Some years ago I stopped using Firebug. I made a brief jump to Chrome but
somehow I felt more at home in Firefox, and now I no longer needed FB to do my
job.

Pretty much every single workday I have entered something or other into the
console. I hop around Alt-Apple-K/Apple-Shift-I/etc. I inspect my elements. I
loved it when recently an event listener list popped into the DOM view. I have
followed your checkboxes and your changes and it has by and large been very
much for the good.

Free software makes me feel good. Mozilla Firefox is one of my favorite pieces
of software and I develop against it and use it and make a living with it.
Kudos.

------
michaelmcmillan
[https://hg.mozilla.org/releases/mozilla-
aurora/rev/74827b8f6...](https://hg.mozilla.org/releases/mozilla-
aurora/rev/74827b8f61eb)

------
twic
Over a decade ago, i worked in a lab that was trying to develop a gene therapy
for DEB. It's particularly tough, because you need to replace the collagen VII
gene, which is pretty big:

[http://www.omim.org/entry/120120](http://www.omim.org/entry/120120)
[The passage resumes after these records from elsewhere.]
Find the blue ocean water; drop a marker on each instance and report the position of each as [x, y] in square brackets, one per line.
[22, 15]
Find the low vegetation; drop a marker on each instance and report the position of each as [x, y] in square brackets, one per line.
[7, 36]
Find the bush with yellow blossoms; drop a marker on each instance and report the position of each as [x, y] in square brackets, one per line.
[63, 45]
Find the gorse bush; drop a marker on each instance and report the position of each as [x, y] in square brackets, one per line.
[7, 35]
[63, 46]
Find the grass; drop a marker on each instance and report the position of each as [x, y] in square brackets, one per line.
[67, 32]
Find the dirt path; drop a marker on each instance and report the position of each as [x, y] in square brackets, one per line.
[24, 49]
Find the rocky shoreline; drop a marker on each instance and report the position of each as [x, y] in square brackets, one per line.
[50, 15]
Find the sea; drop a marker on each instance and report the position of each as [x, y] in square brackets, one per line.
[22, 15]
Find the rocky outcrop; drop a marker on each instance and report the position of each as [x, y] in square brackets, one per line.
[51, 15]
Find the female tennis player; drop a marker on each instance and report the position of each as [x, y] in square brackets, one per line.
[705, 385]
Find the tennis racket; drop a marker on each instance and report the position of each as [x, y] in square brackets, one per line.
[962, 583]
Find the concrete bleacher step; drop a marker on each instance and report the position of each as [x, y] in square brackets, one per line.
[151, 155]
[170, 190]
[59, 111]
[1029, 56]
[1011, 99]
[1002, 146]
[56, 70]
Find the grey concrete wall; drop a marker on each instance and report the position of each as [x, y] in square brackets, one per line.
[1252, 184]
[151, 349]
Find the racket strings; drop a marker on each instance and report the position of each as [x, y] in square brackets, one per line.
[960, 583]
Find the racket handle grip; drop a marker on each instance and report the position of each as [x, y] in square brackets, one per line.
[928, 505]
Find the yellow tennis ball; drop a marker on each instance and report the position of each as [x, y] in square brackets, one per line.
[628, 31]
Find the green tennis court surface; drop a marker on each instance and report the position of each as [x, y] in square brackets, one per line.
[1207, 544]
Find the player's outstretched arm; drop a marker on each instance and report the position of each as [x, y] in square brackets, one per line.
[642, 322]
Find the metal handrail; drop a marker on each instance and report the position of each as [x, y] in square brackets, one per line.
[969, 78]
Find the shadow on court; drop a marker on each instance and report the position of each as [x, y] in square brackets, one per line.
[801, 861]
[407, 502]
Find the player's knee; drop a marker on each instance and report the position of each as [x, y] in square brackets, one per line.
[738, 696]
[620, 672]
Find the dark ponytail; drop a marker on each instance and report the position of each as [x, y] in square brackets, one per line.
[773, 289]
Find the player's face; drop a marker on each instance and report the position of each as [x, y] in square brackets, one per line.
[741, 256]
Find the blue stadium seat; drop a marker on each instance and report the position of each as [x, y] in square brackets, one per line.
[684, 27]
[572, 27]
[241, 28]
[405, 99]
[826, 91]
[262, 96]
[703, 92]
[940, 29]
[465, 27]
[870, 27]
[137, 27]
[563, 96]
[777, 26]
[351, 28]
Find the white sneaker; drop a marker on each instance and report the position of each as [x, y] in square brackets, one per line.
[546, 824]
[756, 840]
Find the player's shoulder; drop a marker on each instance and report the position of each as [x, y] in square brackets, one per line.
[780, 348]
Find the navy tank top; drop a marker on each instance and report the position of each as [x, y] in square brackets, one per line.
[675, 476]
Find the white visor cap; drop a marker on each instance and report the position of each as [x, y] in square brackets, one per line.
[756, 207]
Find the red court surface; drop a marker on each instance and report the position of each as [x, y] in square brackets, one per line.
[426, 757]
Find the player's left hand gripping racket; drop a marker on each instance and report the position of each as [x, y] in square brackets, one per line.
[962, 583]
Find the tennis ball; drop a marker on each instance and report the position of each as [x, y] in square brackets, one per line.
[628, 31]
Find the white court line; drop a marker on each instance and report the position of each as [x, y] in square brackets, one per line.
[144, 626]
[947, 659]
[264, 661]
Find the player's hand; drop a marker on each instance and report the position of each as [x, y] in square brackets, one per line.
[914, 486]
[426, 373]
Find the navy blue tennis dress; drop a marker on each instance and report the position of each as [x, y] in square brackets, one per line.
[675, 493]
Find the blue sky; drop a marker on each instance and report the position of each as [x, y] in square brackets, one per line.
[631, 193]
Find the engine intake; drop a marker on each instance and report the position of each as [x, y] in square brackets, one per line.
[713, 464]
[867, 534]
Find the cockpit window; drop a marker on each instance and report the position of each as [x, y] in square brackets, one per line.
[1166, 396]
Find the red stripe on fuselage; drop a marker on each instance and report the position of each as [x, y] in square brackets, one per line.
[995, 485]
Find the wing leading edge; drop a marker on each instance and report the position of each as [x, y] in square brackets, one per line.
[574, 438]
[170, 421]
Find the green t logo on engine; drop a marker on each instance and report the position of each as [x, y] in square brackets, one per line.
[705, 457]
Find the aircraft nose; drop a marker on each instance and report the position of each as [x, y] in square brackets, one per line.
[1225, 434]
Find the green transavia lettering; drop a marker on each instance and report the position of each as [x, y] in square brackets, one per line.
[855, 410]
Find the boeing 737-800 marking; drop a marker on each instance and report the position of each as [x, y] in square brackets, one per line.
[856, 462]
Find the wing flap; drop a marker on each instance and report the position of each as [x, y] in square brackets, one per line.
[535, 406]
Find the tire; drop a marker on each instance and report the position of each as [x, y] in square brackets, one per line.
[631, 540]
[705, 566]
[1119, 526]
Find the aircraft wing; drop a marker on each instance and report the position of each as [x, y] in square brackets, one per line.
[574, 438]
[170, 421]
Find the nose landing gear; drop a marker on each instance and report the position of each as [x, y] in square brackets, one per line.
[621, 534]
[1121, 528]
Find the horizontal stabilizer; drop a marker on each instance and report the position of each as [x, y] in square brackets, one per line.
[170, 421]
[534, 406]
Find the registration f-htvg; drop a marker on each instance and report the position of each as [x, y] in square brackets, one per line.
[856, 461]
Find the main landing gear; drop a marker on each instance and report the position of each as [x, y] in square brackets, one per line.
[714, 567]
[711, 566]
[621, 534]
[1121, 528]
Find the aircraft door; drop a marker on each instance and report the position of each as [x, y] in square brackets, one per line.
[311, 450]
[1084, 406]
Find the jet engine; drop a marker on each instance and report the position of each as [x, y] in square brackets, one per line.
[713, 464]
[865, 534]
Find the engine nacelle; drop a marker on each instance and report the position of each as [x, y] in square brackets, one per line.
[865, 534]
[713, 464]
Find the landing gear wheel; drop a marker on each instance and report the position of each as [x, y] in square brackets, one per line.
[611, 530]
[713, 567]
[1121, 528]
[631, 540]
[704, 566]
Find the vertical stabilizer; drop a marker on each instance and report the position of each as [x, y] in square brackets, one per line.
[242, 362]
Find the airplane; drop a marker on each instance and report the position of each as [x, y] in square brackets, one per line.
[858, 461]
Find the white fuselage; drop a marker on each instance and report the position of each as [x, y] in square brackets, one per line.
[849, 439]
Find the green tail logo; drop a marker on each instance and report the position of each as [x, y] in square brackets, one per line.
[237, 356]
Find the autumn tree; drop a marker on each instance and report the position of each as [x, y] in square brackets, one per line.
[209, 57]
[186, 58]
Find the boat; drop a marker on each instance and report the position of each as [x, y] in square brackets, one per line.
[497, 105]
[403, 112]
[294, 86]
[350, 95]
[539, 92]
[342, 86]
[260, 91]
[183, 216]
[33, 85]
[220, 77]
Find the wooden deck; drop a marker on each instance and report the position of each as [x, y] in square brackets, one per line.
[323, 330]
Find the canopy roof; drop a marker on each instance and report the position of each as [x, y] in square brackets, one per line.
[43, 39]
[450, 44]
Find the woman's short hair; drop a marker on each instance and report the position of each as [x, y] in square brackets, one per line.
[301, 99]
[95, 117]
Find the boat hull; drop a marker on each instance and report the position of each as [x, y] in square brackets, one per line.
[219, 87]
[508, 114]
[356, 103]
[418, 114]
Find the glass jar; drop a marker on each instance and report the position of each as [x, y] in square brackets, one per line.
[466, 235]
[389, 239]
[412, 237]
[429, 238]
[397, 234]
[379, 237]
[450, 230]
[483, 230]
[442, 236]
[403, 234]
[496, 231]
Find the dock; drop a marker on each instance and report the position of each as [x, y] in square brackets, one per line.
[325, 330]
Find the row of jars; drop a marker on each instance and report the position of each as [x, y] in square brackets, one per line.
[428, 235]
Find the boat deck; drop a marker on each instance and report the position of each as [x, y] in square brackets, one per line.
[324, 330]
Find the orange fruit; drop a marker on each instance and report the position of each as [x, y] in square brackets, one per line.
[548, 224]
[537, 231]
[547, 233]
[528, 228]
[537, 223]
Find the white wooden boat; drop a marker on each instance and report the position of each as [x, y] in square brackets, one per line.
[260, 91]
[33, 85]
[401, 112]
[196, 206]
That lab doesn't seem to have published anything since i left, but the broader
project is still slowly grinding forward:

[http://www.genegraft.eu/](http://www.genegraft.eu/)

------
jaytaylor
My mom is an RN at Lucille Packard Children's Hospital at Stanford (LPCH) and
she's been working with kids who have EB and other rare genetic skin
conditions for many years now.

About 5 years ago I had the chance to meet one of her patients, a young man
with EB. The brutality of living/existing with this condition is striking and
severe.

Imagine the driest and itchiest your skin has ever felt and multiply it by a
few orders of magnitude, then apply that sensation across your entire body.
That is what it is like all the time having EB. Except even worse because of
the scarring that builds up over time.

Mihai sounds like an incredible individual who didn't let ANYTHING stop him
from doing what he loved. What remarkable inspiration for the rest of us!

------
callumprentice
My internet connection at home has been down for 3 days and I've been grumpy
and proclaiming that it's the end of the world.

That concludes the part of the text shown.